Photographers vs. Audiophiles (Part 2): Audio Woo

Started 2 months ago | Discussions thread
Don_Campbell Senior Member • Posts: 2,871
Re: Photographers vs. Audiophiles (Part 2): Audio Woo
3

Lee Jay wrote:

Don_Campbell wrote:

In signalling terms, the signals in audio systems are "low frequency" at their highest frequencies. Low frequency signals are pretty undemanding for transmission through reasonable lengths of electrical cables. The exceptions come with cables with conductors that are too small to be low enough in resistance to drive inefficient speakers from a long distance of cable. For normal speaker systems in a normal livingroom or den, even modest two-conductor "speaker cable" is sufficient.

That's not true. We deal with the skin effect even on 60Hz power lines, and the effect is pretty large

I have no problem thinking that skin effect is significant on 60Hz power lines considering the current carrying capacities required and the distances involved. I have my doubts about the issue in multistranded speaker wire over the the several foot distances in most listening environments. However, it could be subjected to simple measurement under common listening situations with reasonable choices of amps, speakers and wires.

(see the ACSR cable design for example). Skin effect can be a major driver in power handling component design

Again, high power transmission lines are a different story than the modest signals carried in speaker wire over short distances. I'm a willing student even at my age, but for this discussion it would be nice to have actual measurements of signal loss of various connection wires at audio frequencies over modest distances of several feet when driving 4-8 ohm speaker impedances from a 100 watt per channel amplifier at reasonable audio volumes.

(i.e. ribbon window inductors wouldn't exist if not for the importance of skin effect even at just a few kHz).

I couldn't find a reference to "ribbon window inductors." Without knowing the actual comparisons being claimed it's impossible to judge.

As I said, I'd be more persuaded with a simple set of measurements with audio signals in real world connections between amps and speakers. That would be possible if I still had access to my lab equipment. but unfortunately, I don't. Oh, and I would probably be mostly interested in how the measurement went with my equipment.
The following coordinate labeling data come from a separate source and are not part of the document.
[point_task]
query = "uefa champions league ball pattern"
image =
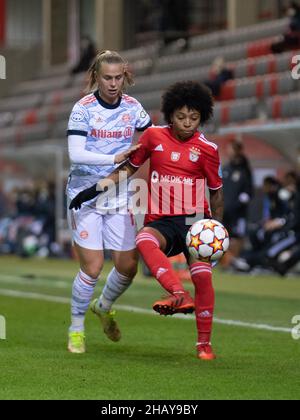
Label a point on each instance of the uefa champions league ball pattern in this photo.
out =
(207, 239)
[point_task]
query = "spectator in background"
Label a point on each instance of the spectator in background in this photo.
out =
(291, 39)
(219, 74)
(277, 241)
(290, 254)
(3, 203)
(238, 191)
(175, 21)
(87, 54)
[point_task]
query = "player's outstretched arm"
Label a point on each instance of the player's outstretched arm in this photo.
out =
(92, 192)
(217, 204)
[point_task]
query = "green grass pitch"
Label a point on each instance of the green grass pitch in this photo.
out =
(156, 357)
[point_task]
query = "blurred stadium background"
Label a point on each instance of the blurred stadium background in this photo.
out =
(42, 42)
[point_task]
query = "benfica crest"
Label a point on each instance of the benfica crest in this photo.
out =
(195, 154)
(175, 156)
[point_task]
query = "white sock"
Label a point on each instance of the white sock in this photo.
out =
(82, 293)
(116, 284)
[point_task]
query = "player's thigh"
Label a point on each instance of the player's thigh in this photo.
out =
(119, 232)
(86, 227)
(91, 261)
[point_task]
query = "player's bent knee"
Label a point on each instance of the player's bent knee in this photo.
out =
(92, 271)
(129, 269)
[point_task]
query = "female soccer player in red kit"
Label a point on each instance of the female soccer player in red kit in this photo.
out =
(179, 154)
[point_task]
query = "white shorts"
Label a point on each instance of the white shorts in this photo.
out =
(91, 230)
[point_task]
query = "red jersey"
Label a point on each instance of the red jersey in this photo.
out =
(179, 172)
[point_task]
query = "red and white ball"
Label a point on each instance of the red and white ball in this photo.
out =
(207, 239)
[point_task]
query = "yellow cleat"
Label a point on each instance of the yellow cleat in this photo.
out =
(76, 342)
(110, 327)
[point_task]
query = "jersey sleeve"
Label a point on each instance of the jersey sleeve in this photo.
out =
(78, 121)
(213, 171)
(143, 119)
(139, 157)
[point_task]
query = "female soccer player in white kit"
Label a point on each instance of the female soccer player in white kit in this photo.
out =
(100, 134)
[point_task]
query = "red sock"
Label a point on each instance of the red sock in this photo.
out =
(204, 300)
(158, 263)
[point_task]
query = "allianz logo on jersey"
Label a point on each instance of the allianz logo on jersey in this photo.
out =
(2, 67)
(112, 134)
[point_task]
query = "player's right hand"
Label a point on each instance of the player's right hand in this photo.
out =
(83, 196)
(125, 155)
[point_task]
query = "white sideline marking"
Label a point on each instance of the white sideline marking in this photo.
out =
(126, 308)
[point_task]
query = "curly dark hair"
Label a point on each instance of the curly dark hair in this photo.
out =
(194, 95)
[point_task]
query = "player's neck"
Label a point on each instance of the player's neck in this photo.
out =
(179, 138)
(107, 100)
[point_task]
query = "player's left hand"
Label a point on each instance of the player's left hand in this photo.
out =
(83, 196)
(125, 155)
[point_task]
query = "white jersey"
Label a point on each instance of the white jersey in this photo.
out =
(109, 130)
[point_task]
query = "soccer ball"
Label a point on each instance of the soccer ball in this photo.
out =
(207, 239)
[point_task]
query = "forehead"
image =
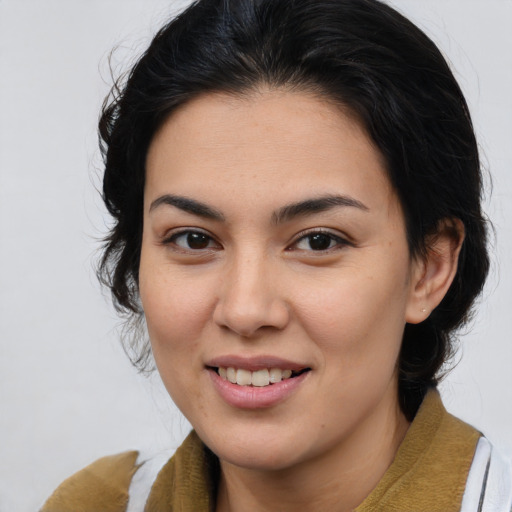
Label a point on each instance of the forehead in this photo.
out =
(291, 143)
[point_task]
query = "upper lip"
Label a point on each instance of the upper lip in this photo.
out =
(254, 363)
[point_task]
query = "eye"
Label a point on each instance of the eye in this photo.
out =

It's easy enough to do the measurements but I trust myself with such grounded reality and I can already see that there would be a lot of folks not trusting my measurements or anyone else's. So it is with stuff that has such strong opinions and subjective "listening" as the end result in spite of the measurements.

My signals in the lab were infinitesimal and required amplification at the point of measurement, a Faraday cage, and so on. All in an environment that also included microscope power suppies/lamps, D/A generated stimulus voltages and A/D recording to minicomputers. Keeping out digital noise and 120 Hz pickup meant constant attention to stamping out ground loops and stray pickup.

Audio seems so straightforward to me but the discussion would still benefit from direct measurement. BTW, I read something about an issue with early Monster Cables suffering from corrosion caused by outgassing from the insulation. That might have affected your dorm room listening "experiment."

Even on signal wires there can be a big difference between 2 conductor wires that are parallel, twisted pair or coax which is why those types exist. As you might know, analog telephone cable is twisted pair.

Telephone cable travels in large bundles over long distances and individual wires are quite fine in size. That's one reason that audio in telephone copper is generally so deliberately attenuated in frequency. If one is carrying the signal from the source to the speaker over long distances, there are often cost effective and better solutions than wire carrying the audio signal these days.

Given the billions of miles of that stuff installed, they wouldn't have gone to the trouble had it not been necessary. If you still don't believe it, ask yourself why Litz wire exists.

If I understand correctly, Litz wire exists primarily for transmission of much higher than audio frequencies.

That said, I use Kimber Kable 4pr

which is reasonably priced and takes care of both noise and the skin effect on speaker cable adequately. I use Teflon low capacitance coax on analog signal cable and that handles low current signals under 20kHz essentially perfectly since it's fully capable of acceptably handling signals into the hundreds of MHz range.

My system doesn't need wire that is "fully capable of acceptably handling signals to the hundreds of MHz range." The audio performance of HDMI-2 cables supports up to 8 channels of 24-bit/192kHz audio. I don't use 8 channels and only rarely use 5. My HDMI cables have paths that are less than 6 feet. I have 6 ft cables and 3 ft cables that work swell. Of course, the audio that comes as flac from my DLNA server via 5 GHz wifi directly to my AVReceiver requires no interconnect cables.